Au Kenya l’éducation en langue maternelle redonne une seconde chance
Au Kenya, l’enseignement partiel en langues maternelles rétablit l’accès à la formation technique pour adultes
Au Kenya, des centres de formation technique adoptent l’usage des langues maternelles en complément de l’anglais et du kiswahili, permettant à des adultes exclus du système scolaire de comprendre les cours, d’obtenir des diplômes et d’accéder à l’emploi.
Retour à l’apprentissage pour des adultes exclus
Lorsque Lona Chepkemoi a repris des études en 2023, elle a découvert qu’elle pouvait enfin suivre les leçons. Après un départ prématuré de l’école primaire en 2008 pour des raisons économiques, cette mère de cinq enfants, aujourd’hui trentenaire, s’est inscrite dans un collège technique grâce à une bourse locale. Dans cet établissement, une partie de l’enseignement est donnée en kalenjin, sa langue maternelle, mélangée au kiswahili et à l’anglais. Ce changement de langue d’enseignement a transformé son expérience : au lieu d’une incompréhension persistante, elle a retrouvé la possibilité d’assimiler des concepts et de développer des compétences professionnelles.
Impact de la langue maternelle sur la compréhension
Environ 40 % des apprenants dans le monde ne reçoivent pas d’enseignement dans une langue qu’ils comprennent bien, un problème particulièrement aigu dans certains pays à revenu faible ou intermédiaire. Sur le terrain, l’utilisation de la langue maternelle en formation permet aux étudiants d’assimiler plus rapidement les notions techniques, d’exprimer des questions précises et de participer activement aux ateliers pratiques. Pour Chepkemoi, la langue n’était pas seulement une question de confort : c’était le levier qui a rendu possible son apprentissage et, par conséquent, son insertion professionnelle.
Pratiques multilingues dans les collèges techniques
Plusieurs établissements techniques adaptent leurs pratiques pédagogiques pour tenir compte de la diversité linguistique des apprenants. Les instructeurs répètent souvent les explications en deux ou trois langues, ou reformulent les consignes dans la langue maternelle de l’auditoire. Des étudiants issus d’autres régions confirment que cette stratégie favorise l’inclusion et la participation. Un exemple cité par d’anciens étudiants est celui d’un collège où l’enseignement combine kalenjin, kiswahili et anglais : les apprentis maçons et charpentiers disent s’être sentis impliqués et soutenus, même sans maîtrise initiale de l’anglais.

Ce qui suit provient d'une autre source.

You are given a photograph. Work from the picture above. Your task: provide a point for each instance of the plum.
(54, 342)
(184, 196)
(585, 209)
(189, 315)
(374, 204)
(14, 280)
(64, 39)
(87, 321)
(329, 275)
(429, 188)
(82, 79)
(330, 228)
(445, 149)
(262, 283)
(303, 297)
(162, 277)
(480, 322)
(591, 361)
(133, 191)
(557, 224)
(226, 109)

Conséquences sur l’employabilité et la mobilité
Si l’usage des langues locales facilite l’apprentissage, l’anglais demeure un atout majeur pour l’enseignement supérieur, l’emploi formel et la mobilité internationale. Plusieurs anciens élèves expliquent pratiquer l’anglais quotidiennement pour préparer des opportunités professionnelles à l’étranger ou dans des entreprises formelles. Le parcours de certains montre qu’une formation débutée en langue maternelle peut servir de base pour acquérir ensuite une compétence opérationnelle en anglais, sans pour autant sacrifier la compréhension initiale.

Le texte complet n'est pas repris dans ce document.